Typical single-frame images overlaid with a projection of the best-fit helical form. The same flagellar filament is shown in the two panels; it is stopped in panel A and moving in panel B. Since the length of the flagellum was not relevant for our purposes, we sometimes fit to slightly less than the full-length filament, as in panel A. For scale, the pitch is 2.3 μm.

FIG. 7.

Idealized sequence of events in a tumble caused by the reversal of a single motor. The upper timeline indicates the direction of motor rotation of the filament causing the tumble, and the lower timeline indicates the behavior as judged by motion of the cell body.

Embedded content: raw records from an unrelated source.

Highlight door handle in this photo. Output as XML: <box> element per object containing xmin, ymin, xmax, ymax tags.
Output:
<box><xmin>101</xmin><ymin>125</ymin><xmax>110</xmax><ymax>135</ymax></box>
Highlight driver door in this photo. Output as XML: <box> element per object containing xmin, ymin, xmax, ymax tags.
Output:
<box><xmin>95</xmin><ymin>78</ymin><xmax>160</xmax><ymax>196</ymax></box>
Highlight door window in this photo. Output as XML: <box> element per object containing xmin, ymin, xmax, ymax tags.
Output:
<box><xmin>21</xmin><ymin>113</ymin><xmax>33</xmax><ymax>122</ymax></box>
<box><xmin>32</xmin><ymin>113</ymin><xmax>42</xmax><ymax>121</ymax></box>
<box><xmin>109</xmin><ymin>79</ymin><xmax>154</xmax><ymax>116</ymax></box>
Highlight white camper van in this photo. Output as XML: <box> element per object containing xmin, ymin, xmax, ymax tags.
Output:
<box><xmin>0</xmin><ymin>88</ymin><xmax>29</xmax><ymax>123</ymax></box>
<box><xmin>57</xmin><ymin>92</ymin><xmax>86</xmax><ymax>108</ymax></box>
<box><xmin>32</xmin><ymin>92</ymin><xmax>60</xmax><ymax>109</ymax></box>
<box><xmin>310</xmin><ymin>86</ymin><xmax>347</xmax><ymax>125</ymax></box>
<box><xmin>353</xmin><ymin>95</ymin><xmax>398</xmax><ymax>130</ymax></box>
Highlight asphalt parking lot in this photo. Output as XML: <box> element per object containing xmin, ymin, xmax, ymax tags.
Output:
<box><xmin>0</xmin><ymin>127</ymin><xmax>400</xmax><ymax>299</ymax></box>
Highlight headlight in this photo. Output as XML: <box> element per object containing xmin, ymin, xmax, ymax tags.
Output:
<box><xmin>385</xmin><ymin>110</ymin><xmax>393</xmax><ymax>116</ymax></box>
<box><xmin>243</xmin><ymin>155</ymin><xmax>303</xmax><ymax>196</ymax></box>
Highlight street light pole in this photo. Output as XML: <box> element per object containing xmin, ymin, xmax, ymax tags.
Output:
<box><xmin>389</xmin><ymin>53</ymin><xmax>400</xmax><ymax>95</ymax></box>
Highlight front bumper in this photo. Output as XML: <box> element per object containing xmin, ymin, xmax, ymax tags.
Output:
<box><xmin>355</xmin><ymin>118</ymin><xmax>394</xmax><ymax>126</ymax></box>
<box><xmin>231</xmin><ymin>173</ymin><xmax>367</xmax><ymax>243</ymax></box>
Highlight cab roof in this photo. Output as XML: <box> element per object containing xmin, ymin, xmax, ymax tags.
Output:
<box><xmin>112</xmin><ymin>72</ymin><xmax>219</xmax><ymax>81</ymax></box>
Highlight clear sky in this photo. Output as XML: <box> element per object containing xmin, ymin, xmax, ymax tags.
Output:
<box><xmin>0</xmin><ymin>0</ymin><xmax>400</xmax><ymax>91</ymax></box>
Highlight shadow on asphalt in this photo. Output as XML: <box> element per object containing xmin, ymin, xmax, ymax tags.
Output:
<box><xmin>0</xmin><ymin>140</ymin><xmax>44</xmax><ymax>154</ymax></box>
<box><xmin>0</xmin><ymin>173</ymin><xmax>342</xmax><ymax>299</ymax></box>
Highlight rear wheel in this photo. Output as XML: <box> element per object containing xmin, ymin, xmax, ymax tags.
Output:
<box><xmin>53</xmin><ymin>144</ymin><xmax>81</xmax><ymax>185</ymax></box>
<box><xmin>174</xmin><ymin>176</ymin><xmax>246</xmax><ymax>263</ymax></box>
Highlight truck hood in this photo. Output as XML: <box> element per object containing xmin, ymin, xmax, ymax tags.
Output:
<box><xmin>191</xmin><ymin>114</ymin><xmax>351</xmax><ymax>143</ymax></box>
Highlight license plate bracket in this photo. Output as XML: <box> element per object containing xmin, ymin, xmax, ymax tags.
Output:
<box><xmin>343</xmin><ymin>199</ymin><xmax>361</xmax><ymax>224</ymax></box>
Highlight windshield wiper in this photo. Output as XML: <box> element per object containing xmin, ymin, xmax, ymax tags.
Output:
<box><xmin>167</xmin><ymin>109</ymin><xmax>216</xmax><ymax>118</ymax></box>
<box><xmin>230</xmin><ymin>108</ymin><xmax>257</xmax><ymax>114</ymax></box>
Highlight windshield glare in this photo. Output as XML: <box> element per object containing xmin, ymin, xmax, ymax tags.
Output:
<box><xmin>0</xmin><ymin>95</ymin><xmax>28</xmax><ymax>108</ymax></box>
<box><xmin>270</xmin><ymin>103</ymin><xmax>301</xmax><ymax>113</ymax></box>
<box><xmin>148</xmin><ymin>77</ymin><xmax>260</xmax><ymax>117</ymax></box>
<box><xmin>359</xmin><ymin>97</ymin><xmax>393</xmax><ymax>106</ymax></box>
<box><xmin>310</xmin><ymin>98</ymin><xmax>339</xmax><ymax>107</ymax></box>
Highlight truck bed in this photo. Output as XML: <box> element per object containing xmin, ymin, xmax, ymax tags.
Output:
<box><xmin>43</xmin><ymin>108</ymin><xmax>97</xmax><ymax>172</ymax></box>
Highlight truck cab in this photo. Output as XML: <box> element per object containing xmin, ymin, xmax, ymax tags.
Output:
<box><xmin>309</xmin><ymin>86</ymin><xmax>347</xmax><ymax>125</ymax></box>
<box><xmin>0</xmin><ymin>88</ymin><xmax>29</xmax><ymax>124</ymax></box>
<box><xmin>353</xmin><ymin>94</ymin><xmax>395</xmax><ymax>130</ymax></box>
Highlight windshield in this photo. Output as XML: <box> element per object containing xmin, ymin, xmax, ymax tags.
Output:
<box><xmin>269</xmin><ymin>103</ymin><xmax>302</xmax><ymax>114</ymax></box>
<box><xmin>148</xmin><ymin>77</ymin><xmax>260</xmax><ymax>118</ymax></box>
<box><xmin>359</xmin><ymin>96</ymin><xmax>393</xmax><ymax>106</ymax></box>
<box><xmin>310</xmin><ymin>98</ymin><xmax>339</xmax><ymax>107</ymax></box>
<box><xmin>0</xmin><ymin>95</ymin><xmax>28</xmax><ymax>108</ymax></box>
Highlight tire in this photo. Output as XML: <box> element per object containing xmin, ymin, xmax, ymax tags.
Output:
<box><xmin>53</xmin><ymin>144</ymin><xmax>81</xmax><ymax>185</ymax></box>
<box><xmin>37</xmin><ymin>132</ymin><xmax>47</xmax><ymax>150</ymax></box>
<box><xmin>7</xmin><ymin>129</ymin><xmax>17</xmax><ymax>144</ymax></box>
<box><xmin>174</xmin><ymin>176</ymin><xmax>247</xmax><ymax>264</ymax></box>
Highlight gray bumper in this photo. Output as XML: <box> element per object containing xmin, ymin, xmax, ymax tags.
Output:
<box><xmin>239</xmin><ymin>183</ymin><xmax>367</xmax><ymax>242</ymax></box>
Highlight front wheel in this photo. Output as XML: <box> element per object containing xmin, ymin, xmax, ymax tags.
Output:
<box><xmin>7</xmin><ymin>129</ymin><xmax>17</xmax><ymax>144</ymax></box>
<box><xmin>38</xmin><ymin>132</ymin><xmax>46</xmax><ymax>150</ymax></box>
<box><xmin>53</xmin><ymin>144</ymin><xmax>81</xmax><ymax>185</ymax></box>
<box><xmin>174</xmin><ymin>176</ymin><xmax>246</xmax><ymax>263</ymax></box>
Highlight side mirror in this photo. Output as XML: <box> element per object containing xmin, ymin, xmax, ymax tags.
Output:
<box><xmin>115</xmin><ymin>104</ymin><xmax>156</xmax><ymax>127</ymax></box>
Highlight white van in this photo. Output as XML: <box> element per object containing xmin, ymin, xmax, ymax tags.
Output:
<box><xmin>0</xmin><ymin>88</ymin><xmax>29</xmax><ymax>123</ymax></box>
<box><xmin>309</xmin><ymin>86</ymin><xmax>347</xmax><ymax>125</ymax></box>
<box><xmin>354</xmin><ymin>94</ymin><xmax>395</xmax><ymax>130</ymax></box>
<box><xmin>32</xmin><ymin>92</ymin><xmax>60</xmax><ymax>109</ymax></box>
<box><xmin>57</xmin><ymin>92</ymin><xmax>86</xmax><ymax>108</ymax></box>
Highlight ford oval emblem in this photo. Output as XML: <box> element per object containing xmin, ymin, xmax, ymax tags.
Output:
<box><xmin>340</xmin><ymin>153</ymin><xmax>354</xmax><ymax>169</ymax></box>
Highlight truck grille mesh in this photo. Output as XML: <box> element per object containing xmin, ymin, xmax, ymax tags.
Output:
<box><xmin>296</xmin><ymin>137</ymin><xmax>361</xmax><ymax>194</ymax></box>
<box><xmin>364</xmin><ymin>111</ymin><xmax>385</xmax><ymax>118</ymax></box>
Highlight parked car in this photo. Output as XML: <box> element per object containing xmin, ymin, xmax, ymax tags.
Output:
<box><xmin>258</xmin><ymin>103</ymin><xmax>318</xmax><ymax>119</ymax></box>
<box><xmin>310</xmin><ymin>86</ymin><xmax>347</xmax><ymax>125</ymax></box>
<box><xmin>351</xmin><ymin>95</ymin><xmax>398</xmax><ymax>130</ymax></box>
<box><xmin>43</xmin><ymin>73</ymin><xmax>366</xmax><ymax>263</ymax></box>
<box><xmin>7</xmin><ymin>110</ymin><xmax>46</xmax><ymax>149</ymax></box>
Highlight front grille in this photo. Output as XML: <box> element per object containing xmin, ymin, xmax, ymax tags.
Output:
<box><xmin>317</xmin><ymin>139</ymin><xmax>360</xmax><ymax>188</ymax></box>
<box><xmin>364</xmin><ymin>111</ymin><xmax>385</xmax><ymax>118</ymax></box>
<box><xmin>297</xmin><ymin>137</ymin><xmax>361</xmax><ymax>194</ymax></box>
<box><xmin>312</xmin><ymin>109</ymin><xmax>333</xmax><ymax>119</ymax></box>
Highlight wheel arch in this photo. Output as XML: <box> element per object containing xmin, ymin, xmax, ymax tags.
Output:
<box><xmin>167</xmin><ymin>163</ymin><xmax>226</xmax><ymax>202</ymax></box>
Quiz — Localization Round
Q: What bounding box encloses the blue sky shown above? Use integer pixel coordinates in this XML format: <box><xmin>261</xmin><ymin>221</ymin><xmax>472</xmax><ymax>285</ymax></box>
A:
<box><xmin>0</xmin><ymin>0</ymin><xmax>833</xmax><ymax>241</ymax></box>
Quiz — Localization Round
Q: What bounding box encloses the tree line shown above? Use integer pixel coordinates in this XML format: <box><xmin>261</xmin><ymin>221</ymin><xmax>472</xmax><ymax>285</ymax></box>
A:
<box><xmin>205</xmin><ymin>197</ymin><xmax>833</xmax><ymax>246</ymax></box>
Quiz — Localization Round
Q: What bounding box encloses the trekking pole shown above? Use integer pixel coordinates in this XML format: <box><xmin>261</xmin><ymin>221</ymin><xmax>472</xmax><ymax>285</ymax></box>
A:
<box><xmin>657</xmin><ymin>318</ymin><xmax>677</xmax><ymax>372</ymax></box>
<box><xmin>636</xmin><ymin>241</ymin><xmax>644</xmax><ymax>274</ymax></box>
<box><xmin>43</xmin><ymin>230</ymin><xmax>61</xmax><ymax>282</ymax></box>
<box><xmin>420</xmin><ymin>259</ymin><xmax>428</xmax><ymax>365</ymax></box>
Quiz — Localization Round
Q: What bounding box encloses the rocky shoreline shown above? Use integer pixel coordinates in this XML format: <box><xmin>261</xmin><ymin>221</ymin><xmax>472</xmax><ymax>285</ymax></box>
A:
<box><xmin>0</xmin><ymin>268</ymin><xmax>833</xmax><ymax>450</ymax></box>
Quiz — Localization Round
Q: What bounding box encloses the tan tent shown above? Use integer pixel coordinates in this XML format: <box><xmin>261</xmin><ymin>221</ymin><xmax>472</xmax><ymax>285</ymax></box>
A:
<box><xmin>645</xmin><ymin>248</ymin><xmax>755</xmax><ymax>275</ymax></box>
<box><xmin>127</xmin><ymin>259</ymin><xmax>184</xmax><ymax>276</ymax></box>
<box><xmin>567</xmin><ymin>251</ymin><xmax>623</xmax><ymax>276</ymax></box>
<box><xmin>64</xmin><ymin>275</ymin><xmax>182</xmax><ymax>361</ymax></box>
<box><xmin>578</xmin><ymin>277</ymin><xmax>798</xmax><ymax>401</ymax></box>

From left to right: 1, a bacterium swimming along its original trajectory with all left-handed normal filaments; 2, a motor reversal (CCW to CW) causing the filament to start unbundling and the cell body to deflect slightly; 3, initiation of the transformation of the filament from the left-handed normal form to the right-handed semicoiled form and the beginning of a large deflection of the cell body opposite the previous small deflection; 4, complete transformation of the filament to the semicoiled form and reorientation of the cell along a new trajectory; 5, movement of the cell along the new trajectory, propelled by a normal bundle turning CCW and a semicoiled filament turning CW which has partially transformed to the right-handed curly 1 form; 6, complete conversion of the filament to the curly 1 form, which is flexible enough to twist loosely around the bundle; 7, the motor reversing again (CW to CCW), causing the curly 1 form to revert to normal; and 8, after the filament has rejoined the bundle.

FIG. 8.

Cell body in the shape of a prolate ellipsoid having length 2a and width 2b swimming at velocity v along the bundle axis, with the center of its body at distance m from, and at angle θ with respect to, the bundle axis, and rolling about that axis at angular velocity Ω. θ is half the body wobble.

FIG. 9.

(A) Plot of bundle torque (Γ_bundle) versus torque on the cell body (Γ_body). (B) Plot of propulsive force produced by the bundle (F_propulsion) versus total drag (F_body + F_self-drag), calculated for 32 cells swimming in MB+. The dashed lines are least-squares linear fits; the best-fit slopes are 0.82 (A) and 1.04 (B), compared with the dotted 45° line indicating perfect agreement. One could break the bundle torque in panel A into two components and plot torques analogous to forces, as shown in panel B; however, the rotary self-drag (Bv) is so small that this would not substantially change panel A.